Jessica, Willow/Nate and Aidan

Jessica, Willow/Nate and Aidan

I ask Tiffany what being a queer parent means for her? Tiffany responds, “For me, when I use the word queer I think of anyone who falls under LGBTQ + spectrum only because most people I know that are across the spectrum also identify as queer. Also, I have met people that don’t consider themselves queer and only consider themselves Gay or Lesbian so it’s just like a difference… but me, I identify as Queer and I’m also gender-fluid. It really does mean something different to everyone.”

Then like a beautifully wrapped package, I was given Kendra and Tony. I had known them to be a heterosexual couple with an 11-year-old daughter. Upon meeting them, however, I found out that Kendra identifies as bi-sexual. She and Tony also have a girlfriend. A girlfriend that they recently told their daughter about.

Kendra and Tony talk about how they’ve raised their daughter, “We started having sex talks with her when she was about six,” Kendra explains, “We wanted to make sure that she was okay with talking to us and if she needed anything or needed to ask anything that she would be comfortable doing that. As she got older we would ask her if she was interested in boys or girls. Everything to her is gross right now, you know. So, we just wanted her to know whether she liked boys or girls it didn’t matter just as long as she was okay. And so then, Tony and I had had several conversations about when we would tell her about me and my experiences.”

Tony adds on, “It seems like with her almost being twelve, that she is starting to reach a point about how she feels about her sexuality and whatever that is and we wanted to make sure that we were honest with her as she goes through that.”

Kendra, Tony and B

Kendra, Tony and B

When their daughter started to deal with depression and anxiety, the opportunity presented itself to have the conversation with their daughter about Kendra’s sexuality. She understood and was grateful that her mom talked to her. Time passed and Tony and Kendra decided it was time to tell their daughter about their girlfriend. “She really wants to be a part of our daughter’s life,” Kendra explains. “So, they have exchanged phone numbers and our daughter knows that if there is something that she needs to talk about that she doesn’t feel comfortable saying to us, she has someone else she can depend on.”
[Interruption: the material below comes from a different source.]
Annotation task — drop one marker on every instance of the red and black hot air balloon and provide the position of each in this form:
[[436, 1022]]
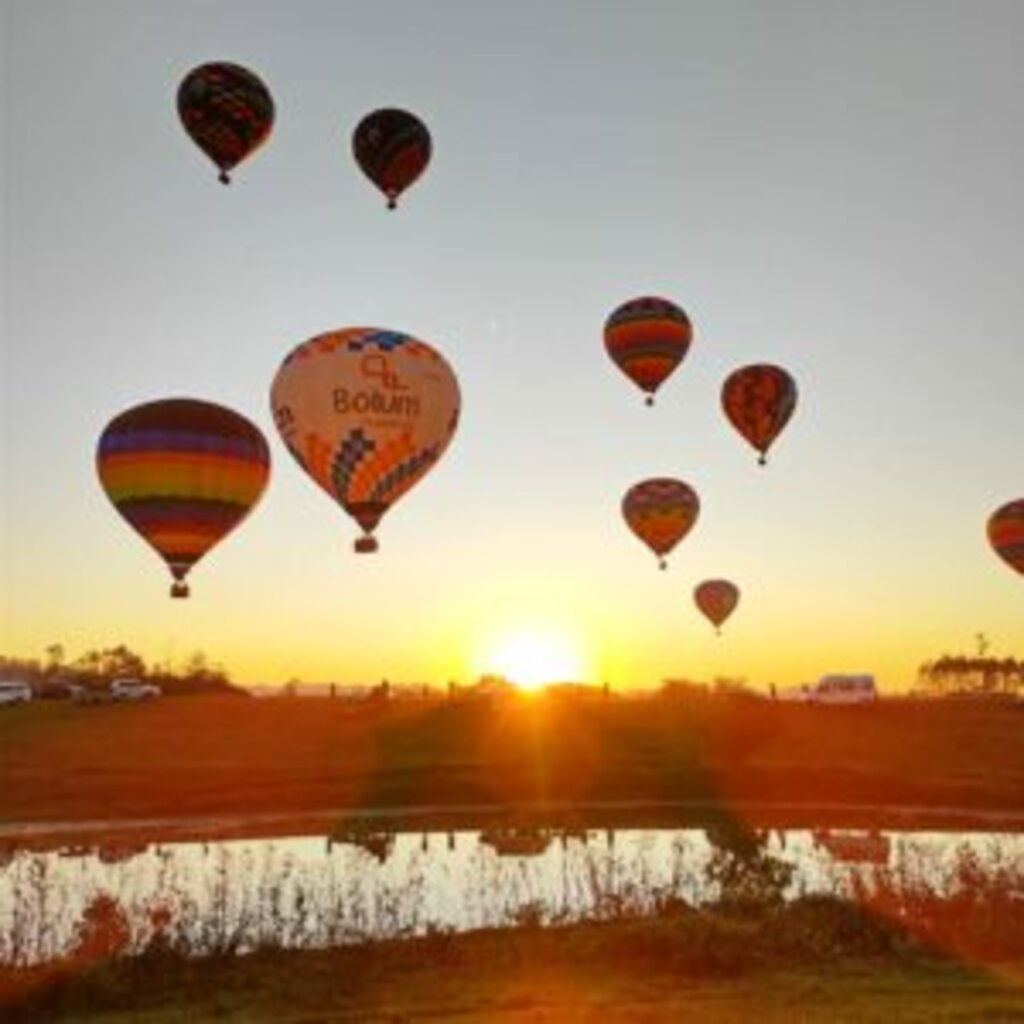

Tony and Kendra do not identify as queer but they think that being a part of the community has influenced their parenting. Tony explains what he means, “I don’t feel like I let it drive my decisions but I also feel like there are things we have done with her and conversations we’ve had that maybe wouldn’t have happened otherwise.”

So, what does it mean to be a queer parent? In the simplest of terms, it means to break the standard mold of what parenting looks like and what “family” means. In the articles I have read and the families I have met, roles are defined differently.

Families are not just biological, they are chosen. Children are given the space to form their own opinions about their identity, sexuality, and world view. From what I have seen, they are being raised in a culture of honesty and open communication. Queer families are not only teaching their children to question their roles in the home and society, they are also teaching them acceptance. Acceptance of themselves and acceptance of other people.

With everything that is happening in our society today, thank God or the universe or whatever you believe in, for the queers. If we consider ourselves to be a “thinking” people, then why are we thinking inside of boxes? To be queer is to deconstruct and destabilize—sexuality, gender, the perception of “normal”. Perhaps it’s time that we all take a page from their book.


Ruca Rose is a 33 year old mother of two, who recently came out as a lesbian. She has been published in literary magazines and daydreams of creating her own poetry book.